When I mentioned this today to my friend and frequent co-author Rajat Taneja, he had, as usual, just one comment to make, - a statement of astonishingly simple insight. "Java needs to have XML as a First Class DataType," he said, "You should be able to declare a variable as being of type "XML", then set it to an XML document or InputStream and it should even be able to validate itself against the schema that the document references."

I know that Java 6 has vastly improved support for XML processing, but that's by bringing JAXB into the language. It's not the same thing. What Rajat says is required is a "java.lang.XML" datatype. Without it, Java just cannot cut it in the brave new world of SOA. Strong words, I know, but my recent experience with E4X has convinced me that XML manipulation has to be dead easy, because the centre of gravity of the software industry has shifted away from implementation languages like Java and C# and towards representational languages like XML (italics represent my own terminology).

If you play around a bit with WSO2 Mashup Server, you'll see what I mean.

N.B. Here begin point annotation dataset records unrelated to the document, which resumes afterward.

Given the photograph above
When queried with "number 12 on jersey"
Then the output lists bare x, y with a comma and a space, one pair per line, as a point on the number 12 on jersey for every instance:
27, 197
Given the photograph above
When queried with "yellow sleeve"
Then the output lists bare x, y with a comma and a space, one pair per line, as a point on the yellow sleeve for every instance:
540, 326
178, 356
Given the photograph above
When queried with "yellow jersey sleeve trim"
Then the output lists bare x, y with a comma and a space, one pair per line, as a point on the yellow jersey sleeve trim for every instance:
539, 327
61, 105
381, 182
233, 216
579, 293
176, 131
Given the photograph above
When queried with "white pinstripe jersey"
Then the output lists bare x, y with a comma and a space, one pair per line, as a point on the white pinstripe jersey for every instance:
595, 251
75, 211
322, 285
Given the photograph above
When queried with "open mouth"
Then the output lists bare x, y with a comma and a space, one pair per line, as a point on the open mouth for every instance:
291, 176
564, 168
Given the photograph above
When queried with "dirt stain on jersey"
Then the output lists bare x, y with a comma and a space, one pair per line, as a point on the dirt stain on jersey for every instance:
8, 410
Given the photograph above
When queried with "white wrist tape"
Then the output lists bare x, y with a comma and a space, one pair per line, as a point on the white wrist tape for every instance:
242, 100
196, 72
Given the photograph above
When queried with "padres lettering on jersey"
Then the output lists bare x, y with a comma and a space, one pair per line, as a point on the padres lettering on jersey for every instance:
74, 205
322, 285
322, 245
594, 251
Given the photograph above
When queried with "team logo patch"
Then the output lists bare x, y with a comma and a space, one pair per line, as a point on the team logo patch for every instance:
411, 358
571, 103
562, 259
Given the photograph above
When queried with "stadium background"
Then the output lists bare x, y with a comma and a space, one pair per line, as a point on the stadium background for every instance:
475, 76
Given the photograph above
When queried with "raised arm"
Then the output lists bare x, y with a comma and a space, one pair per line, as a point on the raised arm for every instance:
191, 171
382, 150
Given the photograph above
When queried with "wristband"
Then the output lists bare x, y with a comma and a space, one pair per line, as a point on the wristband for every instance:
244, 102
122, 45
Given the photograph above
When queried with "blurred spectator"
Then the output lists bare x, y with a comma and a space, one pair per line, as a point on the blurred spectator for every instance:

If BPEL is the language to orchestrate verbs (SOAP operations), I would put my money on E4X as the language to aggregate nouns (XML documents that are REST resource representations or part of SOAP responses). I believe that this is the destiny of portal servers too. They must turn into mashup servers to survive, and I think a language like E4X is what they need to aggregate content before converting it into a presentation format. The latter function is the mainstay of XSLT, but so far, we haven't had a clear candidate for the former, no universally accepted Content Aggregation Language.

Until now, that is.

I'm pretty sure that E4X isn't going to be the ultimate tool for XML processing, but it has broken new ground and represents the next generation in XML manipulation capability. It's exciting to imagine what new technologies and tools will follow in its wake.

What we need now is an architecture to guide this new technology through its infancy - a Service-Oriented Content Aggregation Architecture. Give Rajat some time :-).

1 comment:

Keith Chapman said...

The E4X quick start guide which can be found at http://wso2.org/project/mashup/0.2/docs/index.html
has a nice little comparison on some XPath expressions and there E4X equivalent. It also shows how XML can be navigated with utmost ease.